Beim Druckstrahlverfahren befindet sich das Strahlmittel in einem Druckstrahlkessel. In diesen wird bereits schon so viel Druck eingeleitet, dass das Strahlmittel in einen Schlauch gedrückt wird, welcher ebenfalls mit Druckluft gefüllt wird. So wird das Strahlmittel zusätzlich noch beschleunigt. Letztendlich gelangt es zu der Strahldüse. Diese Düse wurde so konstruiert, dass das Strahlmittel hier nochmals eine Beschleunigung erfährt und es so der beim Sandstrahlen bekannten hohen Strahlmittelgeschwindigkeit kommt.

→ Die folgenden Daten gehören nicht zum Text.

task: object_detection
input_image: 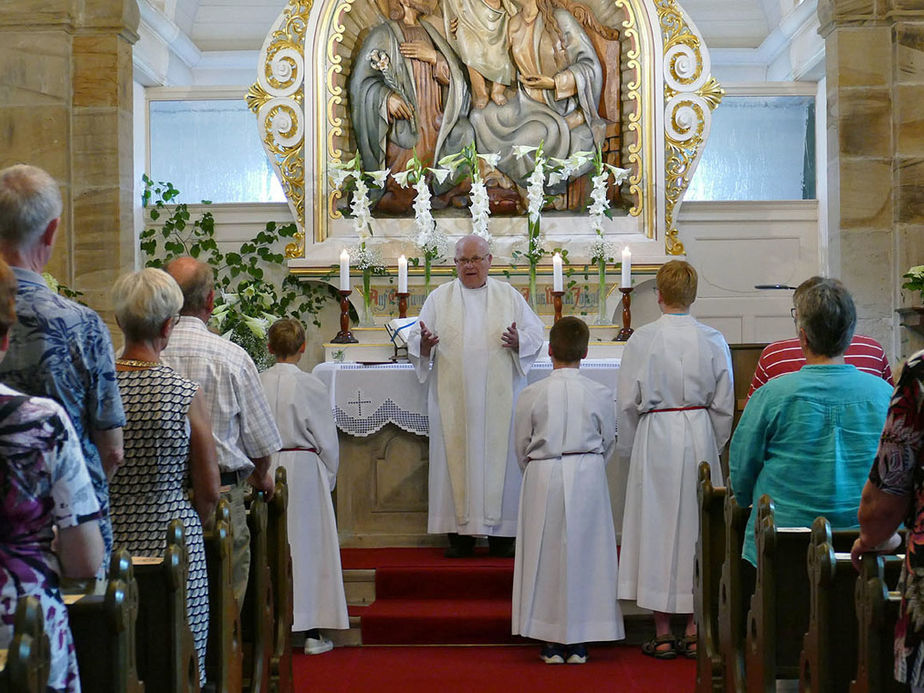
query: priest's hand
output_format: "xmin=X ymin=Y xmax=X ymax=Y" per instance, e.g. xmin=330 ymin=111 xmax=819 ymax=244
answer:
xmin=501 ymin=322 xmax=520 ymax=351
xmin=420 ymin=320 xmax=440 ymax=358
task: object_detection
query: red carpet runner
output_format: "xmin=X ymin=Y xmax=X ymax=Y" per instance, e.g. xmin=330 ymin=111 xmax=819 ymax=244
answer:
xmin=341 ymin=548 xmax=523 ymax=645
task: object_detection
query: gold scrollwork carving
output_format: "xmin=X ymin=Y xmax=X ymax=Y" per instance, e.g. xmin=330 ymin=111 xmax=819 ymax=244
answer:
xmin=246 ymin=0 xmax=314 ymax=258
xmin=655 ymin=0 xmax=725 ymax=255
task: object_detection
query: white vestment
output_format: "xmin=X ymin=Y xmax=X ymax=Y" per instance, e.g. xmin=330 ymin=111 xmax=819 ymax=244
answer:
xmin=616 ymin=315 xmax=735 ymax=614
xmin=408 ymin=278 xmax=544 ymax=536
xmin=512 ymin=368 xmax=625 ymax=644
xmin=260 ymin=363 xmax=350 ymax=631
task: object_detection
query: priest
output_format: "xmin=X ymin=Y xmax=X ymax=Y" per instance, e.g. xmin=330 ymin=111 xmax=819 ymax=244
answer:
xmin=408 ymin=235 xmax=544 ymax=558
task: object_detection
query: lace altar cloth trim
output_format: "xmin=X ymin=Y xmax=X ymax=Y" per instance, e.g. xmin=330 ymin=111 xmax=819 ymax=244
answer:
xmin=313 ymin=359 xmax=619 ymax=437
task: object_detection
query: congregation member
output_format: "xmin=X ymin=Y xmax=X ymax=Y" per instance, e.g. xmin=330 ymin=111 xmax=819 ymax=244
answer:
xmin=260 ymin=318 xmax=350 ymax=654
xmin=617 ymin=260 xmax=735 ymax=659
xmin=748 ymin=276 xmax=893 ymax=399
xmin=0 ymin=164 xmax=125 ymax=577
xmin=851 ymin=351 xmax=924 ymax=693
xmin=408 ymin=234 xmax=544 ymax=558
xmin=161 ymin=256 xmax=282 ymax=608
xmin=729 ymin=278 xmax=892 ymax=565
xmin=110 ymin=268 xmax=218 ymax=686
xmin=0 ymin=260 xmax=103 ymax=693
xmin=512 ymin=316 xmax=625 ymax=664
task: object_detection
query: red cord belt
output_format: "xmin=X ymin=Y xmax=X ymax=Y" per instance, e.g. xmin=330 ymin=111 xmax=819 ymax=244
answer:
xmin=641 ymin=405 xmax=709 ymax=416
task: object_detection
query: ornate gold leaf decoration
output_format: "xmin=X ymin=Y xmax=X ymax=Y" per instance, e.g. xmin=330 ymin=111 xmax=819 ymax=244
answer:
xmin=246 ymin=0 xmax=314 ymax=258
xmin=656 ymin=0 xmax=725 ymax=255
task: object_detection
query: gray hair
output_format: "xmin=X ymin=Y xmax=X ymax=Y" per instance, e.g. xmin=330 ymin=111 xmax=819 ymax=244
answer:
xmin=792 ymin=277 xmax=857 ymax=358
xmin=0 ymin=164 xmax=63 ymax=248
xmin=112 ymin=267 xmax=183 ymax=341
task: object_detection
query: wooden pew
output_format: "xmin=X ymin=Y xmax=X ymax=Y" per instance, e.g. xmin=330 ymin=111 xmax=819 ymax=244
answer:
xmin=267 ymin=467 xmax=294 ymax=693
xmin=132 ymin=520 xmax=199 ymax=693
xmin=241 ymin=491 xmax=273 ymax=693
xmin=64 ymin=549 xmax=144 ymax=693
xmin=203 ymin=498 xmax=243 ymax=693
xmin=0 ymin=597 xmax=51 ymax=693
xmin=693 ymin=462 xmax=725 ymax=693
xmin=799 ymin=517 xmax=857 ymax=693
xmin=850 ymin=554 xmax=908 ymax=693
xmin=716 ymin=484 xmax=754 ymax=693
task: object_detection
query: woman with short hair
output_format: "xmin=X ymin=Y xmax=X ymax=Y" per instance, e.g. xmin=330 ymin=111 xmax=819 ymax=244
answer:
xmin=109 ymin=268 xmax=219 ymax=685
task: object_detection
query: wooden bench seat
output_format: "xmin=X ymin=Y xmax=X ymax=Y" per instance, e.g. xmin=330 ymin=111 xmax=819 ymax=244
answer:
xmin=63 ymin=549 xmax=144 ymax=693
xmin=203 ymin=498 xmax=243 ymax=693
xmin=0 ymin=597 xmax=51 ymax=693
xmin=693 ymin=462 xmax=726 ymax=693
xmin=132 ymin=520 xmax=199 ymax=693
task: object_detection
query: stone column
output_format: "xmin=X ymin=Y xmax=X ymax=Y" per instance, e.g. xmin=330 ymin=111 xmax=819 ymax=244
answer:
xmin=818 ymin=0 xmax=924 ymax=360
xmin=0 ymin=0 xmax=139 ymax=319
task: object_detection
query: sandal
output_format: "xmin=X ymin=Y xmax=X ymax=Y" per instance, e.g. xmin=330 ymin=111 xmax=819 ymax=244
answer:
xmin=677 ymin=633 xmax=696 ymax=659
xmin=642 ymin=633 xmax=677 ymax=659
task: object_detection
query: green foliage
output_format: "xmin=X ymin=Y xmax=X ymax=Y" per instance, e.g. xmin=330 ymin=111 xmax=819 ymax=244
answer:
xmin=140 ymin=175 xmax=339 ymax=370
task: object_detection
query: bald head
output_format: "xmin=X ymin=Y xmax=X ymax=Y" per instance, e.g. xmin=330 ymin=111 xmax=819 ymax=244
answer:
xmin=455 ymin=233 xmax=494 ymax=289
xmin=164 ymin=255 xmax=215 ymax=320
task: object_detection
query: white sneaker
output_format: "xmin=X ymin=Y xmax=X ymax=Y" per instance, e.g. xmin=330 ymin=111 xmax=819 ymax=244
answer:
xmin=305 ymin=635 xmax=334 ymax=654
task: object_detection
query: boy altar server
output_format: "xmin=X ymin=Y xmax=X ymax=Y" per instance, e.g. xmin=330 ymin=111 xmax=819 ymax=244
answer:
xmin=513 ymin=317 xmax=625 ymax=664
xmin=260 ymin=319 xmax=350 ymax=654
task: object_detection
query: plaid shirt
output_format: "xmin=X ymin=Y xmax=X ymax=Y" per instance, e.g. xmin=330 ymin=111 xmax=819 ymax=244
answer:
xmin=161 ymin=315 xmax=282 ymax=474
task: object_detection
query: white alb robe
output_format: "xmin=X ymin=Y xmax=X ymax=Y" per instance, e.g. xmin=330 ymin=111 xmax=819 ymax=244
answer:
xmin=616 ymin=314 xmax=735 ymax=613
xmin=408 ymin=278 xmax=544 ymax=536
xmin=260 ymin=363 xmax=350 ymax=631
xmin=512 ymin=368 xmax=625 ymax=644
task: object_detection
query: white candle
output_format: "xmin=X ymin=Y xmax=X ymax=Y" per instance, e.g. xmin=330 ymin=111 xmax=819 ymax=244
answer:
xmin=620 ymin=246 xmax=632 ymax=289
xmin=398 ymin=255 xmax=407 ymax=294
xmin=340 ymin=248 xmax=350 ymax=291
xmin=552 ymin=253 xmax=563 ymax=291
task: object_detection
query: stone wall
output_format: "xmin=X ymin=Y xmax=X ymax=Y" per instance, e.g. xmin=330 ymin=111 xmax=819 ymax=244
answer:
xmin=818 ymin=0 xmax=924 ymax=357
xmin=0 ymin=0 xmax=139 ymax=326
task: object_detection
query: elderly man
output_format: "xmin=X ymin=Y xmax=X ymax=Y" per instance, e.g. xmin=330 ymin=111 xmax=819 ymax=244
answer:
xmin=0 ymin=165 xmax=125 ymax=571
xmin=617 ymin=260 xmax=735 ymax=659
xmin=408 ymin=235 xmax=544 ymax=557
xmin=161 ymin=257 xmax=282 ymax=608
xmin=729 ymin=277 xmax=892 ymax=565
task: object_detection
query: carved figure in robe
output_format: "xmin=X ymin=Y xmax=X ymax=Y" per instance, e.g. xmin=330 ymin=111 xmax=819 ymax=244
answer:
xmin=471 ymin=0 xmax=616 ymax=193
xmin=443 ymin=0 xmax=517 ymax=109
xmin=349 ymin=0 xmax=474 ymax=213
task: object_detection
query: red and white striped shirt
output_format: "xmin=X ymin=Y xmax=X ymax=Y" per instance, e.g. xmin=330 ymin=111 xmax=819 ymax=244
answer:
xmin=748 ymin=335 xmax=894 ymax=399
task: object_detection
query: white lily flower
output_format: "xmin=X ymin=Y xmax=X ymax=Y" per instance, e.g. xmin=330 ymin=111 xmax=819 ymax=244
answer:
xmin=427 ymin=168 xmax=452 ymax=185
xmin=477 ymin=152 xmax=500 ymax=166
xmin=510 ymin=144 xmax=539 ymax=159
xmin=391 ymin=169 xmax=412 ymax=188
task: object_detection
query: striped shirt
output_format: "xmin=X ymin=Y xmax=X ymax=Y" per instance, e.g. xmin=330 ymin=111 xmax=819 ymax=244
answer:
xmin=161 ymin=315 xmax=282 ymax=474
xmin=748 ymin=335 xmax=894 ymax=399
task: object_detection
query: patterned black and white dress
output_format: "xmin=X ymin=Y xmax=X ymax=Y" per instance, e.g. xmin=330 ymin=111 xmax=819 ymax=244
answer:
xmin=109 ymin=366 xmax=209 ymax=685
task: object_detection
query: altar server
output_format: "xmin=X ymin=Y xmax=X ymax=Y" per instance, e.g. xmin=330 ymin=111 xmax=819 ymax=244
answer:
xmin=260 ymin=319 xmax=350 ymax=654
xmin=617 ymin=260 xmax=735 ymax=659
xmin=408 ymin=235 xmax=544 ymax=557
xmin=513 ymin=317 xmax=625 ymax=664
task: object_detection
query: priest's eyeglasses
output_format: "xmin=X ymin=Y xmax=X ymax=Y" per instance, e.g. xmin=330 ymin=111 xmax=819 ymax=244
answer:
xmin=456 ymin=255 xmax=485 ymax=265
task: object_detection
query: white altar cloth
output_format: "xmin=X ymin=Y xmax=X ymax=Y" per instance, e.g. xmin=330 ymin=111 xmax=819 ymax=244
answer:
xmin=312 ymin=359 xmax=619 ymax=437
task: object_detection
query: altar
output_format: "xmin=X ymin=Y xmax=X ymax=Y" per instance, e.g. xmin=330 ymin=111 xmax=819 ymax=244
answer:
xmin=313 ymin=358 xmax=627 ymax=547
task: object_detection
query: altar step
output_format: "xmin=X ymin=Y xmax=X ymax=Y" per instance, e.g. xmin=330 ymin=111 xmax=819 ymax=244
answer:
xmin=330 ymin=547 xmax=653 ymax=646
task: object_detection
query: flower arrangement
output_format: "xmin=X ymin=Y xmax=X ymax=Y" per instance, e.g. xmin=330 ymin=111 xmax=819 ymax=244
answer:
xmin=438 ymin=142 xmax=500 ymax=243
xmin=392 ymin=150 xmax=451 ymax=294
xmin=902 ymin=265 xmax=924 ymax=301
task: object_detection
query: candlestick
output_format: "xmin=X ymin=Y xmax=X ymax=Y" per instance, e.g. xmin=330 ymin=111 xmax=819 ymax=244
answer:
xmin=615 ymin=286 xmax=634 ymax=342
xmin=398 ymin=255 xmax=407 ymax=294
xmin=330 ymin=288 xmax=359 ymax=344
xmin=552 ymin=291 xmax=565 ymax=322
xmin=552 ymin=253 xmax=563 ymax=291
xmin=619 ymin=246 xmax=632 ymax=289
xmin=340 ymin=248 xmax=350 ymax=294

Die Methode basiert auf dem Druck-Umkehrprinzip. Für dieses Strahlverfahren wird eine so genannte Strahlpistole verwendet. Diese besteht aus einer Strahldüse, einer Luftdüse und einer Mischkammer. Die Druckluft wird über die Luftdüse in die Mischkammer geleitet. Ein Unterdruck wiederum saugt das Strahlmittel an, welches dadurch ebenfalls in die Mischkammer gelangt. Es gelangt anschließend in die Strahldüse, wo dieses wie beim Druckluftverfahren somit mit sehr hoher Geschwindigkeit nach außen gelangt.
Je nach Anwendung kann der Druck sowie die Menge des benutzten Strahlmittels in der Regel genauestens dosiert werden.
Beim herkömmlichen Sandstrahlen von Oberflächen liegt es in der Natur der Sache, dass sich hier sehr viel Staub bildet. Diese Arbeiten werden aufgrund dessen in speziellen Strahlhallen ausgeführt, die über eine spezielle Beschichtung der Innenwände verfügen und deren Einrichtungen strahlmittelresistent sind.
Spezielle Hochleistungsfilteranlagen und Strahlmittelrückförderungssysteme gewährleisten weiterhin, dass die für die Reinigung angewendeten Strahlmittel wieder den Strahlsystemen zurückgeführt werden können.
Ist es aufgrund der fehlenden Transportiermöglichkeit des zu reinigenden Objekts nicht möglich, dieses in eine Strahlhalle zu verschaffen, muss vor Beginn der Sandstrahlarbeiten die Arbeitsumgebung so abgedichtet werden, dass der entstehende Staub die Umgebung nicht belastet.